The geography now begins. Garofalo arrives to a rainy greeting, finding herself taken deeper and deeper into a more non-urban environment. The vehicles of small, the roads become narrow, and the traffic rare. Ballinagra, her destination, hugs the road and the hills.. It shows the age of Irish villages and the lack of modernity. It has wooden buildings that open on to a sidewalk. The hotel is family run and steeped in another age. It is not a Ramada or Holiday Inn. There is a clear sense of age and some disorder.

But something is strange about the village. It is filling with buses of men and buses of women. Garofalo has landed in the middle of a matchmaking festival. The search for McGlory's begins, complicated by the fact that Dermot (Milo O'Shea), a matchmaker, wants to couple her with someone.

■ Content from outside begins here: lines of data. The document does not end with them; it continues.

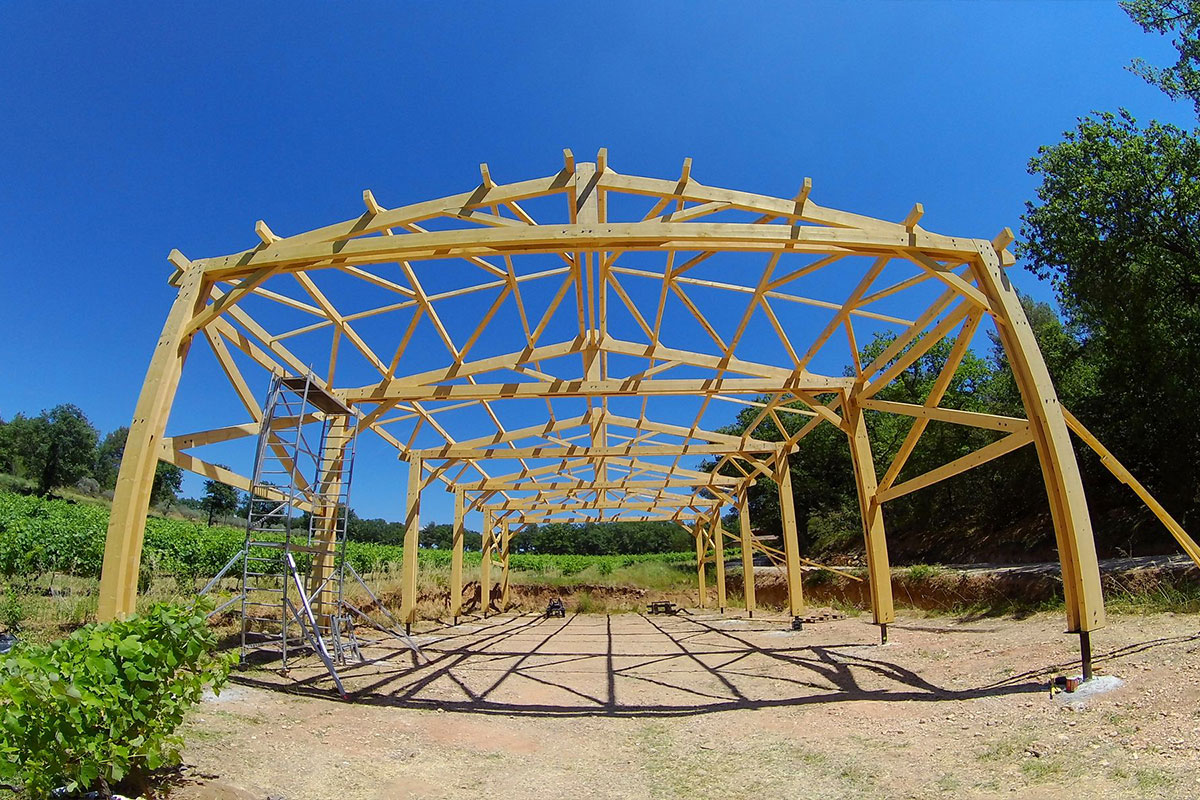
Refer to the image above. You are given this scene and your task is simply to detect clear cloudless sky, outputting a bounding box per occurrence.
[0,0,1192,521]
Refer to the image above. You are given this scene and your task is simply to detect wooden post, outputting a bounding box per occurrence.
[713,509,726,614]
[96,269,208,622]
[479,511,496,616]
[775,456,804,616]
[308,416,347,625]
[400,455,422,626]
[972,242,1104,638]
[845,398,895,642]
[450,489,466,625]
[738,492,755,616]
[500,522,512,612]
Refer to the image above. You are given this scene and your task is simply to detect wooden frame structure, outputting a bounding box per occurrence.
[100,150,1200,676]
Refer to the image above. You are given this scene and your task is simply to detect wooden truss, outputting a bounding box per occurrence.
[100,150,1194,676]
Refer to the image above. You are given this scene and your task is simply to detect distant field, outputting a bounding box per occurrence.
[0,492,696,578]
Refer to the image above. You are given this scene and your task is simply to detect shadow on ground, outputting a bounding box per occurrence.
[218,614,1196,717]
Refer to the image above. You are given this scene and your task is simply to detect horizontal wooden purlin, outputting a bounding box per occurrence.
[482,494,721,511]
[506,509,706,524]
[162,414,324,450]
[414,445,779,461]
[455,475,743,494]
[342,375,853,404]
[859,398,1030,433]
[875,428,1033,503]
[192,222,978,279]
[158,439,313,513]
[482,497,721,513]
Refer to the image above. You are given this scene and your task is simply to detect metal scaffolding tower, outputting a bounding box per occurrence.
[200,374,420,697]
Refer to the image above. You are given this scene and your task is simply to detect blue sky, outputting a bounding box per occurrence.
[0,1,1190,519]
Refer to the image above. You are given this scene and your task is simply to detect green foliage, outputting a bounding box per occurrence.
[200,467,241,525]
[0,604,229,798]
[1021,112,1200,524]
[150,461,184,505]
[1121,0,1200,116]
[0,403,98,494]
[92,426,130,489]
[0,583,25,633]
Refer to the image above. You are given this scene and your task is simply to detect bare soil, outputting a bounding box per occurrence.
[173,612,1200,800]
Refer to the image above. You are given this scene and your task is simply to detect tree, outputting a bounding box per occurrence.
[150,461,184,505]
[92,425,130,489]
[35,403,100,494]
[0,414,49,479]
[1020,112,1200,524]
[1121,0,1200,116]
[201,467,241,528]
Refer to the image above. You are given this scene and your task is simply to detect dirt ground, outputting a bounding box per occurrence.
[173,613,1200,800]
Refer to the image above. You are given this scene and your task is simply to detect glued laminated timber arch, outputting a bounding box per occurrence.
[100,150,1190,671]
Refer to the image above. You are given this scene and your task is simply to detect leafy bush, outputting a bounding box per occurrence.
[0,603,230,798]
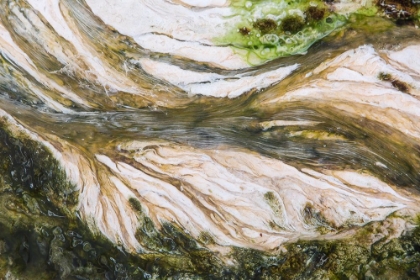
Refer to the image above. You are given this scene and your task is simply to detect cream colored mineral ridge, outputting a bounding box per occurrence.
[0,0,420,254]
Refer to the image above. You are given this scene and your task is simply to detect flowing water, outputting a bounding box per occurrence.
[0,0,420,279]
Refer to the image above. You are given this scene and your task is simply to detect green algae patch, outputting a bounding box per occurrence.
[216,0,346,65]
[215,0,420,65]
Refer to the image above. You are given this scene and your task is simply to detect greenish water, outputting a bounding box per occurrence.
[0,1,420,279]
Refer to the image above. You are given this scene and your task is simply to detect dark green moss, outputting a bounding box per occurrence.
[391,80,409,93]
[253,19,277,34]
[239,26,251,36]
[305,6,325,22]
[378,72,409,93]
[280,16,305,34]
[378,72,392,81]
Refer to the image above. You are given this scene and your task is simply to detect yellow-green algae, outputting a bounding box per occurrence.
[216,0,420,65]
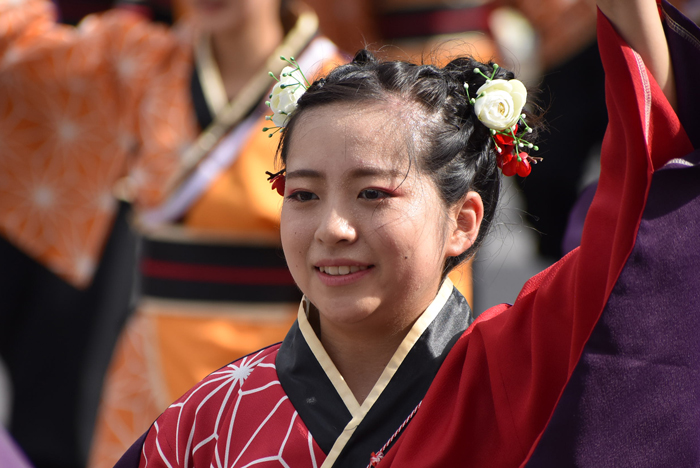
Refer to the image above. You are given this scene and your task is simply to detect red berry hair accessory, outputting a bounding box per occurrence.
[464,63,542,177]
[265,169,286,196]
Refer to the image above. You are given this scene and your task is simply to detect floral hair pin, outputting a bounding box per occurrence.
[263,56,311,137]
[263,56,311,196]
[464,64,542,177]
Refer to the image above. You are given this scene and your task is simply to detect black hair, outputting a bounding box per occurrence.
[279,50,536,276]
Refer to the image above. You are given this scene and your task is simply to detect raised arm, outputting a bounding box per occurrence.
[597,0,676,109]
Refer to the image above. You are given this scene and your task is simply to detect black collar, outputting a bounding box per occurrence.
[276,281,473,466]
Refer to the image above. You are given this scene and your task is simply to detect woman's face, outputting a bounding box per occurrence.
[281,103,462,332]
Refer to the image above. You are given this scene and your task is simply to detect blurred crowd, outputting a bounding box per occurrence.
[0,0,700,468]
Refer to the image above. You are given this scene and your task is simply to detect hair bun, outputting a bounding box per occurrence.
[352,49,377,65]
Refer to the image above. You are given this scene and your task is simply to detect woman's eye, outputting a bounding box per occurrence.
[359,189,389,200]
[287,190,318,201]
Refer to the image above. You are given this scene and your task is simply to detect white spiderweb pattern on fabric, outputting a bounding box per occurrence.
[141,349,325,468]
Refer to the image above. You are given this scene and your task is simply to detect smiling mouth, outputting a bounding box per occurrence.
[316,266,370,276]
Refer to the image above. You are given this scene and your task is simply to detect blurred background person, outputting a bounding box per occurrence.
[0,0,341,467]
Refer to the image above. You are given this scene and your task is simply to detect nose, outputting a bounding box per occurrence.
[315,207,357,245]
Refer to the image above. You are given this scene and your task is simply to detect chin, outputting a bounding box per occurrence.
[311,298,377,326]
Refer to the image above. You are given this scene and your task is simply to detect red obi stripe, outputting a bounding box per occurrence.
[141,239,301,303]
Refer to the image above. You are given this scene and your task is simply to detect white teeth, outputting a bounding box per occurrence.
[318,265,367,276]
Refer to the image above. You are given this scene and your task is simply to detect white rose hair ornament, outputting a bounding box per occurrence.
[262,56,311,196]
[464,64,542,177]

In the coming scenes we get to see the interior of Irish pubs and lounges, stores, and houses (cottages). The cottages are of traditional Irish construction. Their interiors are simple, like the clothes of their owners. They are restful. The pubs are places of crowds, dancing, drinking, hope, and searching. Outside, the clouds never go away [reflecting the slight lift of North Atlantic Drift air]. The landscape is striking. The hills are prominent. The soil is rocky.

Of special note is a visit by ferry to the Aran Island (Inis Mor). The Aran Islands have a gloomy emptiness. The struggle of its settlers to turn barren limestone rock into a habitable place must have been monumental. It is like North Dakota late in the afternoon on a near winter fall afternoon, before the snow paints it white. The light casts shadows that make it seem empty. It seems haunting. Aran is a treeless, rocky place with fields built up by the work of its settlers. Indeed, the soil that is found in some places is totally imported. The fields have stone fences and look unproductive. It is a place of escape from British imperialism over the centuries, here an escape from even the village and its light press of people. The characters get the time to talk out in a place of oppressive emptiness. The edges of both round and connections begin.

An ultimate geographic question is being asked by the film in another context: is one escaping or finding "life" when one leaves the urban core to live in the rural area? Garofalo is beaten up by urbanity from the first time her face is on camera. She has that urban edge of skepticism and doubt. She is pushy. Yet she is drawn to the country. Sean Kelly (David O'Hara) , her love interest, is a reporter who has given up on city life to pursue writing in the village. Her edge shows when she meets him. She calls him "Paddy." Then she has to apologize saying she thought everyone was called "Paddy" in Ireland. Sean has left the urban world and the film proceeds to work on her interest in following along.

Is she escaping? Is he? Well, the answer is obviously no. The pathway is eased by the discovery of technology in the remote corner. It bothers her that she is remote from her world. She says, "It's so beautiful here. If it just had the New York Times, it would be perfect" and "I long to fax someone." Sean has a notebook computer and fax machine. [The notebook could even be a Mayville/Valley City State IBM Think Pad, it is not clear]. Another computer pops into view at a surprise spot. The vast beauty of the region and the attractiveness of rural living contrast with a lack of sophistication in most residents, who make the screen and the primitiveness of it all. Yet technology's presence signals that it is a part of the postmodern world. Early modern comfort with postmodern communications, the combination greases the path to rural happiness.

One problem with the film as a learning tool is its "R" rating. Profanity is constant. You do get the same word in two versions of English, yet it is massively used. On the other hand--and not going as far as to rate it acceptable--, the profanity comes from both the early modern and postmodern characters. It crosses the urban-rural continuum. The film has good entertainment values, but probably makes the "date movie" list. That Garofalo is the star sort of puts it in that category.

[Joffe, Mark (director). 1997. The Matchmaker. film. N.p.: Gramercy Pictures.]

Updated from: Meartz, Paul D. 1997. Media Beat: The Matchmaker. Dakota Alliance November-December 1997: 5-6.